The first-generation EGFR-TKIs significantly improved the survival and quality of life of patients with advanced non-small cell lung cancer (NSCLC), but patients developed resistance after an average of 9 to 13 months. Although there are many work based on tissue biopsy to study the gene mutation profile after drug resistance, there are still several problems to be solved: 1. How to analyze the tumor resistance related gene mutation profile under the premise of comprehensive coverage of tumor heterogeneity; 2. How to establish effective tumor treatment methods by dynamically monitoring changes in tumor sub-clones. To this end, the study used blood biopsy instead of tissue biopsy to achieve full coverage of tumor heterogeneity and dynamic monitoring of tumor sub-clonal evolution. The study collected 53 patients with advanced non-small cell lung cancer who had drug-sensitive gene mutations of the first-generation EGFR-TKIs. By dynamically collecting blood samples from patients, the circulating tumor DNA (ctDNA) in the blood was enriched for deep sequencing. SNV and INDEL were accurately analyzed and identified using virtual molecular labeling technology. The results of the study showed that: 1. The lung cancer-associated tumor gene mutation profile obtained by liquid biopsy was highly coincident with the previous comprehensive results from tissue samples. 2. The drug resistance mutation profile of the Chinese population was obtained: EGFR p.T790M (45.28%), EGRFR point mutation (33.9%), KRAS & NRAS point mutation (15.09%). Among them, T790M mutation has spatial and temporal heterogeneity, and 32.65% of patients with drug resistance mutations involved multiple genes and found two new repetitive drug resistance mutation sites. 3. The proportion of non-drug sensitive EGFR-/- sub-clones in competitive evolution determines the effect of subsequent treatment options and prognosis.

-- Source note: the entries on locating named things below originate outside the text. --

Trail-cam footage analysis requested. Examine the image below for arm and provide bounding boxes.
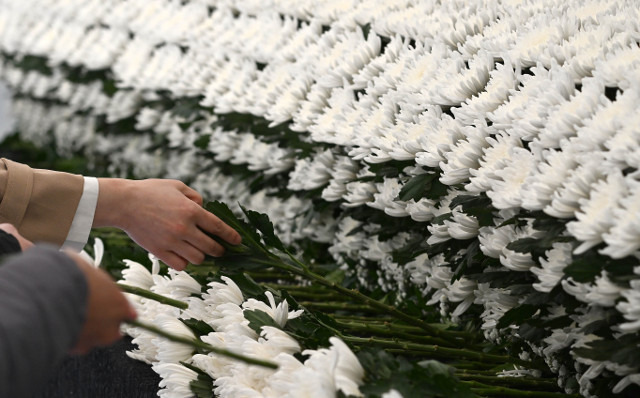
[0,159,241,270]
[0,159,84,246]
[0,246,135,397]
[93,178,241,270]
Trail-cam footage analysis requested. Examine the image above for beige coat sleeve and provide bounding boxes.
[0,159,84,246]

This study shows that tracking the competitive evolution of tumor clones by ctDNA dynamic detection, combined with radiotherapy and chemotherapy and targeted drugs to properly intervention in the processes of competitive evolution of tumor sub-clones, may provide a new tumor treatment. 

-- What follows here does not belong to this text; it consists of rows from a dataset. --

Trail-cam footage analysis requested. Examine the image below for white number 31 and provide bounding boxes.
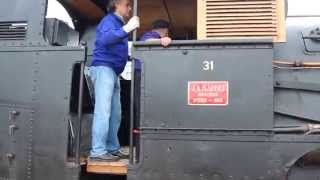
[202,61,214,71]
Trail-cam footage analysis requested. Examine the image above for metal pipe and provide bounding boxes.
[273,60,320,69]
[132,0,138,42]
[129,58,135,164]
[76,62,84,164]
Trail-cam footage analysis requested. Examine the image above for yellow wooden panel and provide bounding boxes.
[197,0,286,42]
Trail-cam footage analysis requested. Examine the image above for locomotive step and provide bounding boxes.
[87,159,129,175]
[86,147,129,175]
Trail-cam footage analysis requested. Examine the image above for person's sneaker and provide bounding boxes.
[111,151,129,159]
[89,154,120,162]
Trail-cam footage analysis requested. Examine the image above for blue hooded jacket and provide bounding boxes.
[91,13,128,75]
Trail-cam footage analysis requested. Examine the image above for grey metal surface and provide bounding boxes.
[0,47,84,180]
[45,18,79,46]
[128,131,320,180]
[274,17,320,126]
[0,0,47,46]
[128,17,320,180]
[134,43,273,130]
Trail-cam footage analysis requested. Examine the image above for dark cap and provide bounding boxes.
[152,19,170,29]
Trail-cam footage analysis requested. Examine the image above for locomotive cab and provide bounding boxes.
[0,0,320,180]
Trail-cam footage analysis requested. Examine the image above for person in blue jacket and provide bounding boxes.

This work collaborated with Zhou Songwen’s research group of the Department of Oncology, Shanghai Pulmonary Hospital. Associate Professor Deng Xingfang from Shanghai Pulmonary Hospital and Dr. Wu Leilei from Li Yixue’s research group and Dr. Li Chao from Smartquerier LTD. are co-first authors. Professor Ding Chunming from Wenzhou Medical University has also made important contributions to the experimental verification of this study.